Another Life (2001)
6/10
Evocative but anticlimactic
24 July 2005
Warning: Spoilers
It's sort of good to hear the Ilford accent represented in film, and this production is dressed and dramatised beautifully. There are no slouches among the cast either, Imelda Staunton and the two sisters being particularly convincing. Ioan Griffith too gives jolly good antihero. (SPOILER) So it's a shame that this film really just crashes to a halt. Maybe it's the stage origin, or the ultimate banality of the actual crime - which is what, fifteen years coming? - World War One seemed to last all of three minutes. Another Life is performance led, and these are top class, but the obscenity of the merciless convictions is done too fast.
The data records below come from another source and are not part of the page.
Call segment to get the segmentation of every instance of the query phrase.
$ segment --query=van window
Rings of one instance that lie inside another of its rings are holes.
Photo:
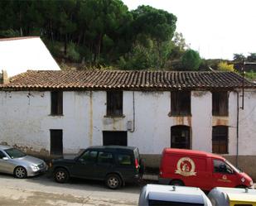
[[[118,161],[121,165],[131,165],[132,157],[129,155],[120,154],[118,156]]]
[[[113,163],[113,155],[109,152],[99,151],[98,156],[99,163],[111,164]]]
[[[94,163],[96,161],[98,151],[87,151],[80,157],[80,161],[82,162],[91,162]]]
[[[233,174],[234,171],[229,165],[222,160],[214,160],[214,172]]]
[[[148,200],[149,206],[159,206],[159,205],[169,205],[169,206],[204,206],[203,204],[191,204],[191,203],[178,203],[178,202],[170,202],[170,201],[162,201],[162,200],[155,200],[149,199]]]

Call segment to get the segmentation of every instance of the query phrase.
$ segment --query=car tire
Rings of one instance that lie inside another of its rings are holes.
[[[118,189],[122,184],[122,180],[116,174],[110,174],[106,177],[105,184],[108,188],[112,189]]]
[[[24,179],[27,176],[27,170],[22,166],[16,167],[13,175],[18,179]]]
[[[172,180],[170,184],[175,186],[184,186],[184,183],[178,180]]]
[[[67,170],[64,168],[58,168],[55,170],[54,178],[58,183],[65,183],[70,179],[70,175]]]

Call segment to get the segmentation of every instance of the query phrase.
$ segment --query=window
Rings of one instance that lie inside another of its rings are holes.
[[[99,151],[98,156],[98,162],[104,164],[111,164],[113,163],[113,155],[111,153]]]
[[[97,155],[98,151],[86,151],[79,160],[82,162],[94,163],[96,162]]]
[[[104,131],[103,132],[104,146],[127,146],[126,131]]]
[[[118,155],[118,164],[121,165],[132,165],[132,157],[129,155]]]
[[[51,155],[62,156],[63,143],[62,143],[62,130],[51,129]]]
[[[228,153],[228,133],[227,126],[212,127],[212,153]]]
[[[229,97],[227,92],[212,92],[212,115],[229,115]]]
[[[149,206],[204,206],[205,204],[192,204],[184,202],[164,201],[157,199],[148,199]]]
[[[171,147],[190,149],[190,127],[172,126],[171,127]]]
[[[3,157],[6,157],[6,156],[2,151],[0,151],[0,159],[2,159]]]
[[[63,114],[63,93],[51,92],[51,114],[62,115]]]
[[[191,115],[191,92],[171,93],[171,114],[174,116]]]
[[[123,91],[107,92],[107,116],[123,115]]]
[[[233,174],[234,171],[229,165],[222,160],[214,160],[214,172]]]

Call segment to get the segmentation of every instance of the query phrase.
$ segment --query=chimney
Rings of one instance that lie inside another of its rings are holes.
[[[7,76],[7,72],[6,70],[2,70],[2,75],[0,75],[0,83],[7,84],[9,83],[9,79]]]

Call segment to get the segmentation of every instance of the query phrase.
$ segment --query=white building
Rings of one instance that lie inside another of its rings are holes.
[[[0,71],[14,76],[30,69],[60,69],[39,36],[0,39]]]
[[[225,156],[256,178],[256,85],[231,72],[28,71],[0,86],[0,143],[45,156],[93,145]],[[238,127],[239,126],[239,127]]]

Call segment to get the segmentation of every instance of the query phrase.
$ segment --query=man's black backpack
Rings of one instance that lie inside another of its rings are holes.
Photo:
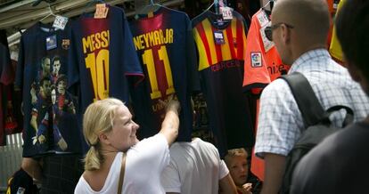
[[[341,109],[346,109],[346,117],[342,124],[344,127],[352,123],[354,113],[350,108],[340,105],[333,106],[324,110],[308,79],[300,73],[294,72],[283,76],[281,78],[284,79],[290,85],[301,112],[305,125],[299,139],[286,158],[286,169],[280,190],[280,193],[284,194],[290,193],[293,171],[302,157],[329,134],[340,130],[340,128],[332,126],[329,119],[330,115]]]

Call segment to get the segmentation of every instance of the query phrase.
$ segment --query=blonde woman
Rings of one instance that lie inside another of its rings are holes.
[[[110,98],[88,106],[83,133],[91,147],[75,193],[117,193],[122,161],[121,193],[164,193],[160,177],[178,133],[178,101],[170,101],[160,131],[140,141],[135,136],[139,125],[122,101]]]

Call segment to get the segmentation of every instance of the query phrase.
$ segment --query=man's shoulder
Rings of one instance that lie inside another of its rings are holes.
[[[266,88],[264,88],[263,92],[261,93],[261,98],[268,99],[276,96],[283,98],[286,95],[290,94],[291,95],[291,92],[287,82],[283,79],[275,79],[268,85],[266,85]]]

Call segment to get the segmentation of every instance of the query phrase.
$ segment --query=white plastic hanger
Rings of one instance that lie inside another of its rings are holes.
[[[144,6],[143,9],[137,12],[137,14],[147,14],[149,12],[155,12],[160,8],[161,5],[159,4],[154,4],[153,0],[150,0],[150,4]]]

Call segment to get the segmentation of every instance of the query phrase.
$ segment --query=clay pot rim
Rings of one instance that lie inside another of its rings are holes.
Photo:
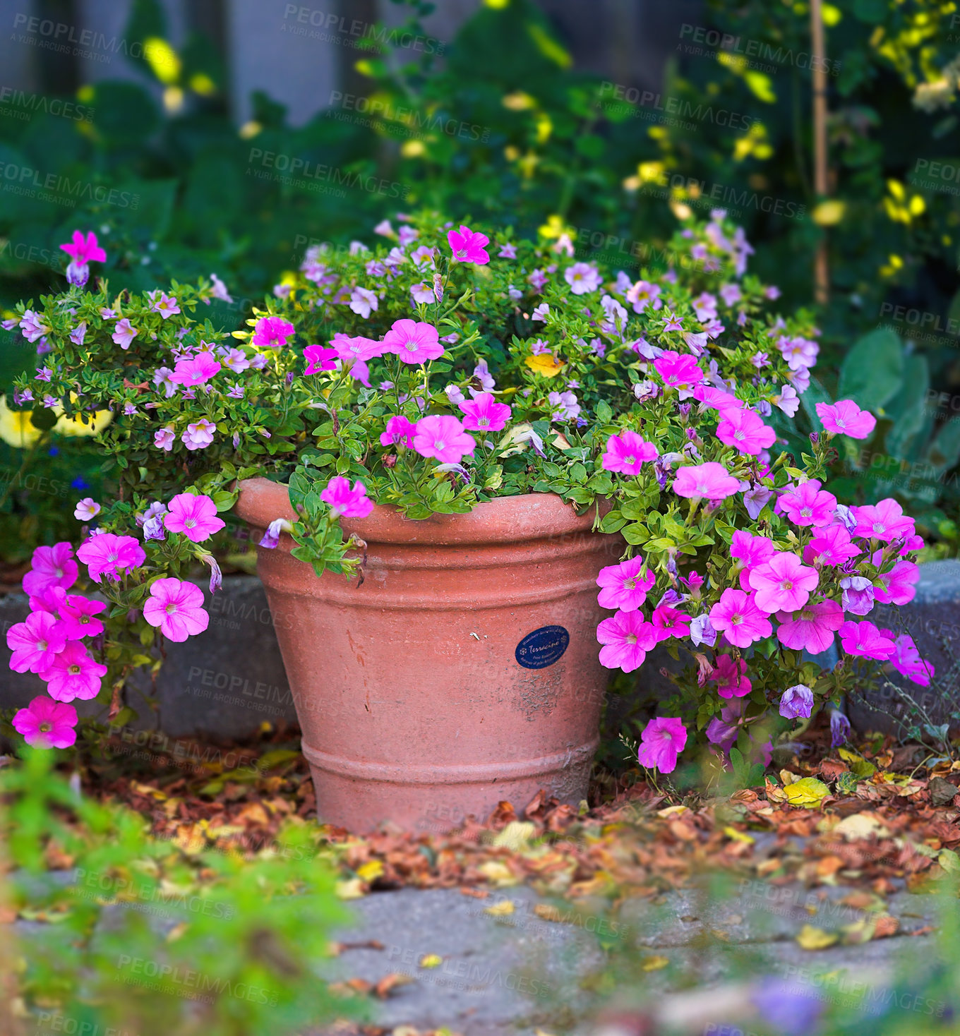
[[[257,477],[242,482],[239,490],[235,512],[255,528],[266,528],[277,518],[295,521],[284,483]],[[610,503],[599,502],[601,514],[610,510]],[[345,534],[356,533],[368,543],[513,543],[571,533],[600,537],[603,534],[592,531],[595,513],[596,503],[577,515],[556,493],[523,493],[478,503],[468,514],[422,519],[405,518],[393,507],[374,503],[366,518],[343,519],[341,525]]]

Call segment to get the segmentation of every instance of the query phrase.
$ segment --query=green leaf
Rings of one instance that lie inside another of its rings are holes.
[[[940,426],[927,456],[934,467],[941,471],[953,467],[960,460],[960,421],[954,419]]]
[[[876,412],[897,395],[903,381],[903,345],[886,327],[865,335],[844,357],[839,399],[852,399]]]
[[[621,533],[623,534],[623,539],[626,540],[627,543],[632,543],[634,545],[638,543],[646,543],[647,540],[650,539],[650,534],[639,522],[636,522],[632,525],[623,526]]]
[[[886,433],[886,450],[892,457],[904,459],[924,427],[927,418],[927,394],[930,390],[930,366],[926,356],[915,353],[903,365],[903,387],[886,407],[894,426]]]
[[[830,399],[830,394],[823,387],[822,384],[815,378],[811,377],[810,387],[807,392],[800,396],[800,403],[803,406],[803,410],[807,416],[810,419],[810,424],[815,432],[823,431],[823,423],[817,415],[816,406],[817,403],[832,403]]]

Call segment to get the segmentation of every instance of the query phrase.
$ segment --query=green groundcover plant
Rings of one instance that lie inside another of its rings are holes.
[[[79,232],[68,290],[19,307],[11,329],[40,366],[16,404],[110,411],[97,441],[117,486],[79,501],[76,556],[39,548],[24,577],[33,613],[8,633],[11,665],[50,695],[13,717],[28,740],[73,744],[74,698],[102,696],[122,721],[130,672],[206,628],[188,577],[206,565],[217,591],[206,544],[253,473],[287,484],[297,512],[260,547],[286,534],[318,576],[359,577],[362,543],[341,519],[374,506],[417,520],[553,492],[592,508],[624,546],[597,577],[615,611],[601,663],[631,672],[659,642],[688,663],[642,736],[641,761],[663,773],[691,732],[718,761],[767,758],[825,706],[841,744],[835,707],[883,666],[929,684],[911,638],[864,617],[913,597],[912,519],[823,487],[834,441],[876,421],[818,402],[823,431],[799,456],[779,449],[818,332],[771,310],[779,292],[747,272],[752,248],[723,210],[683,220],[675,266],[637,280],[577,260],[564,235],[544,247],[435,213],[396,222],[375,247],[309,250],[231,333],[201,320],[216,282],[85,290],[96,241]]]
[[[38,1031],[276,1036],[357,1009],[318,978],[348,916],[304,822],[253,861],[194,852],[31,749],[0,773],[0,796],[8,905],[38,922],[17,946]]]

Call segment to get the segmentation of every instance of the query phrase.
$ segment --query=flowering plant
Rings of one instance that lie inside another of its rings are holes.
[[[414,519],[530,492],[595,506],[597,527],[624,539],[624,560],[597,579],[616,609],[600,661],[630,672],[661,641],[690,660],[642,737],[641,761],[665,773],[687,724],[717,750],[765,752],[877,679],[868,660],[929,682],[908,636],[860,621],[875,601],[912,597],[912,521],[893,500],[847,508],[823,488],[831,438],[862,438],[875,421],[820,402],[810,453],[777,450],[818,332],[803,312],[768,313],[779,293],[746,272],[752,249],[723,212],[684,221],[674,268],[636,281],[578,260],[563,233],[491,239],[429,215],[375,232],[375,249],[310,250],[232,337],[192,316],[225,295],[216,278],[114,299],[104,283],[74,284],[21,307],[21,330],[48,352],[17,402],[114,414],[102,441],[117,499],[78,509],[98,523],[77,557],[113,604],[106,638],[90,653],[66,628],[69,608],[92,608],[66,594],[68,545],[37,556],[35,614],[10,631],[17,664],[52,697],[93,696],[113,666],[116,712],[125,674],[157,664],[162,636],[205,628],[187,576],[205,563],[216,588],[203,544],[254,471],[287,483],[298,514],[261,546],[285,529],[318,574],[356,572],[339,519],[374,502]],[[821,669],[810,655],[837,633],[844,657]]]

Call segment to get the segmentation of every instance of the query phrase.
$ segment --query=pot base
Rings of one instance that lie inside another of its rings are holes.
[[[237,511],[295,517],[261,479]],[[623,550],[595,517],[549,493],[423,521],[375,506],[341,521],[366,545],[349,580],[317,578],[285,534],[260,547],[321,822],[440,832],[541,788],[586,797],[609,678],[596,577]]]
[[[320,823],[358,833],[378,827],[376,817],[414,832],[445,834],[469,816],[486,819],[501,802],[519,812],[541,788],[577,806],[587,798],[599,745],[513,762],[390,766],[329,755],[302,742],[310,764]],[[358,825],[358,817],[363,817]]]

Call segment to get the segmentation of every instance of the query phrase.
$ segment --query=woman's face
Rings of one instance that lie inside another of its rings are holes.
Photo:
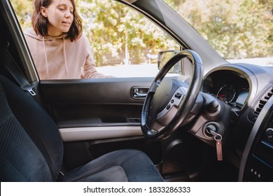
[[[42,15],[48,20],[48,33],[58,36],[69,31],[74,20],[74,8],[70,0],[52,0],[48,7],[42,7]]]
It's just not tragic enough, in spite of Natasha Little's redefinition of the cliché execution scene. Somewhere among the period detail, emancipation of women and general air of repressed sexuality this movie loses its focus on who's actually the villain; is it the abused but spoilt Edith, or pathetic Percy the husband? How come Freddy Bywaters suddenly goes postal? Or is it just Edwardian society (strangely thinly populated, but hey, it's low budget) being dragged into the twentieth century? (Big-ups to Elizabeth McKechinie as the Mother-in-Law from Hades at this point). If you enjoy atmospheric old British second features like This Happy Breed, It Always Rains on Sunday, or the more modern Scandal, you'll enjoy Another Life, a dependable British period drama which will stand repeat viewing. But it won't thrill you all the way to the end.